Я же вызвался спать на воздухе, еще днем пристроил раскладушку под яблоней. Теперь, как только сосед заснул, напихал под одеяло стружек со щепками, придал им соответствующую форму, на случай, если он все-таки проснется до моего возвращения, и побежал на станцию.

С электрички на автобус, с автобуса на последнюю электричку на другой линии, а там пешком - летом ночи короткие. С рассветом разыскал я ту куртину сорочьих ягод. Допускаю: кто-нибудь другой на моем месте, возможно, придумал и получше, или, располагай я временем, придумал бы и сам. Но тогда мне ничего не подворачивалось более достойного, более честного, чем побыстрее набрать сорочьих глаз с притягательным вкусом и принести жене, чтобы и она стала молодой, как я. Не давали мне покоя удаляющиеся шаги, зловещие звуки.

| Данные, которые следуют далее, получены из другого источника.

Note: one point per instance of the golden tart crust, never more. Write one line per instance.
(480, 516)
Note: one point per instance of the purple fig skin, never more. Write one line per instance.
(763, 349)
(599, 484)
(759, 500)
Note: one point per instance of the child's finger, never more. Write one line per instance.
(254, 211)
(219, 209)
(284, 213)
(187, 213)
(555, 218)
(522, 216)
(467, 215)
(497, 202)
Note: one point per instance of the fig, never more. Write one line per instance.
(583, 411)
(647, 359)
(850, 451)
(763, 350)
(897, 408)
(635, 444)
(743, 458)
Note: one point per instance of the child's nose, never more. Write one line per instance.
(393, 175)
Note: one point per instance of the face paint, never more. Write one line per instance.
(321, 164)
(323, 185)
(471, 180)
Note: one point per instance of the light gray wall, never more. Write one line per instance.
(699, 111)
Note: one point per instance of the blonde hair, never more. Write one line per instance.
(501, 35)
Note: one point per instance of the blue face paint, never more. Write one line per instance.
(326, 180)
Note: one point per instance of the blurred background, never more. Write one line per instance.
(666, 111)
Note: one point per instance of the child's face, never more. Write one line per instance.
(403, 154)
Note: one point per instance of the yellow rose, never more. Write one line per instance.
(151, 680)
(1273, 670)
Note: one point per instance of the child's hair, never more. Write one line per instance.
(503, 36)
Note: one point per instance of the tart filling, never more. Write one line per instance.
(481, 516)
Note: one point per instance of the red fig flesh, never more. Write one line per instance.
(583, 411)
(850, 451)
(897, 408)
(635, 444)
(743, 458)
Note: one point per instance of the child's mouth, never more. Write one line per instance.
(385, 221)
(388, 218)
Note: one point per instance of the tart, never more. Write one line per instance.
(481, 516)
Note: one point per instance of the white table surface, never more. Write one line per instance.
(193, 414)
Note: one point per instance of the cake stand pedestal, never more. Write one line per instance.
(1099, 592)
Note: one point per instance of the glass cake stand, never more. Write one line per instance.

Только ничего не вышло с самого начала. Не нашел я ни единой притягательной ягоды ни в куртине, ни кругом, как ни прочесывал лес. Желтых ягод тоже осталось мало. Я уж под кустами шарил, хоть бы падалица нашлась. Нет. Небо начало зеленеть, что, если Корнеплодыч рано встает, по-дачному? Дернулся я к железной дороге, но ушел недалеко - вернулся, не понимая зачем, а вернулся. Еще раз обыскал куртину, напоследок же, также не зная зачем, торопясь, собрал в спичечную коробку желтые ягоды, которые с отталкивающим вкусом, и с облегчением - вон, оказывается, зачем возвращался! - чуть не бегом, прыгая через канавы, кусты, спотыкаясь о корни и кочки, поспел к первой электричке. Потом автобус, еще электричка. А сам ломаю голову, зачем же мне потребовались отталкивающие ягоды? Сокрушительная неудача, невозможность одарить жену молодостью и непонятное, смутное предчувствие другого пути, связанного с желтыми ягодами. Не настолько уж я недогадлив, чтобы не заподозрить у ягод с противоположным вкусом и противоположных свойств. Но зачем они мне с их противоположными свойствами? Возвращаться в пенсионный возраст? Ну уж нет, нет. Нет!